O azevém pode ser considerado mais versátil, com tolerância um pouco maior a erros de manejo, embora também se beneficie do manejo correto. A altura ideal de colheita é de 20 cm, até o resíduo de 6 – 7 cm, com período de descanso em torno de 21 dias.
Produção de leite em pastagens de inverno
Até o momento, poucos esforços de pesquisa foram empenhados no Brasil avaliando a produtividade de leite em pastagens sobressemeadas fora da Região Sul. Mas, apesar disso, as produções de leite obtidas em pastagens exclusivas de forrageiras de inverno, ou no Sul, indicam a capacidade dessa técnica em gerar benefícios aos sistemas de produção de leite em pastagens.
Em estudo avaliando o uso de pastagem de aveia sobressemeada em área de capim Tanzânia em substituição parcial da silagem de milho em dietas de vacas de alta produção, foram obtidas produções de leite semelhantes, mas a um custo 7,4% inferior para as vacas que pastejaram a área sobressemeada. Outros trabalhos já reportaram, com aveia em pastejo rotativo, produções maiores que 3.800 kg de leite por hectare, com lotação de 1,9 UA/ha.
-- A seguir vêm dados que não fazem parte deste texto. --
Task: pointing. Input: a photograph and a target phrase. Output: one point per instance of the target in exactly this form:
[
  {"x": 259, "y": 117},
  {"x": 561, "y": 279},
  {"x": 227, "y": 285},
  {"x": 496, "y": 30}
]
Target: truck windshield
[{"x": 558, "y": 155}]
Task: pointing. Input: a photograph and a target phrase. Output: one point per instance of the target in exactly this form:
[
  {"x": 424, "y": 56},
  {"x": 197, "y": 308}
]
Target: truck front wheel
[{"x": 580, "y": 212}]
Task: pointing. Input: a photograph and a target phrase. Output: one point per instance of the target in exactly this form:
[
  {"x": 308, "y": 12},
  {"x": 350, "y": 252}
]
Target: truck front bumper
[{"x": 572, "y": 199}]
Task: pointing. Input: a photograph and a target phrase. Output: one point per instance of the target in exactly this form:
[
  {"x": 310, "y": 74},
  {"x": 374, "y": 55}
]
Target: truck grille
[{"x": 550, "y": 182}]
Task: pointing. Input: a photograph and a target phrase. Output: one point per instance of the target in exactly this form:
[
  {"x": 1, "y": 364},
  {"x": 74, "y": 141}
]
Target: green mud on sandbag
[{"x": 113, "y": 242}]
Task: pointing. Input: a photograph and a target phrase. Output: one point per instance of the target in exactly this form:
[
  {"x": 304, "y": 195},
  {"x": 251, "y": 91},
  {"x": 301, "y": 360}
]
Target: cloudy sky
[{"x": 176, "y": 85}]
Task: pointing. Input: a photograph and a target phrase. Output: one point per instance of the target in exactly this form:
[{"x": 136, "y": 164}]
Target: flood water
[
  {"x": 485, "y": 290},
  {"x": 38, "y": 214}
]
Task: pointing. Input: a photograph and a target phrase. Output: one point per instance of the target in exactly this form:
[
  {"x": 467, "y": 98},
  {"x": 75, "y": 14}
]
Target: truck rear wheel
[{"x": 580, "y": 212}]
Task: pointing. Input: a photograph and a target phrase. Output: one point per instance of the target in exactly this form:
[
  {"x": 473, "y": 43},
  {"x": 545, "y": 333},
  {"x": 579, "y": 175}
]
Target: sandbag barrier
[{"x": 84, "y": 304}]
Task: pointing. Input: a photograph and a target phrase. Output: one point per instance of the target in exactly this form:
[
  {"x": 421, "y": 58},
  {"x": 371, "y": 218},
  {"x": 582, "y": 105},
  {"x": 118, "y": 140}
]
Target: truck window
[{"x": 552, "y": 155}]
Os desempenhos de vacas leiteiras pastejando aveia e azevém são facilmente da ordem de 12-15 kg/vaca/dia, com 2-4 UA/ha, sem qualquer suplementação. Há relatos de desempenhos produtivos da ordem de 20 kg/vaca/dia, com consumo de MS de 16 kg por vaca, sob condições de lotação baixa e alta oferta de forragem, embora essa seja uma situação de subpastejo.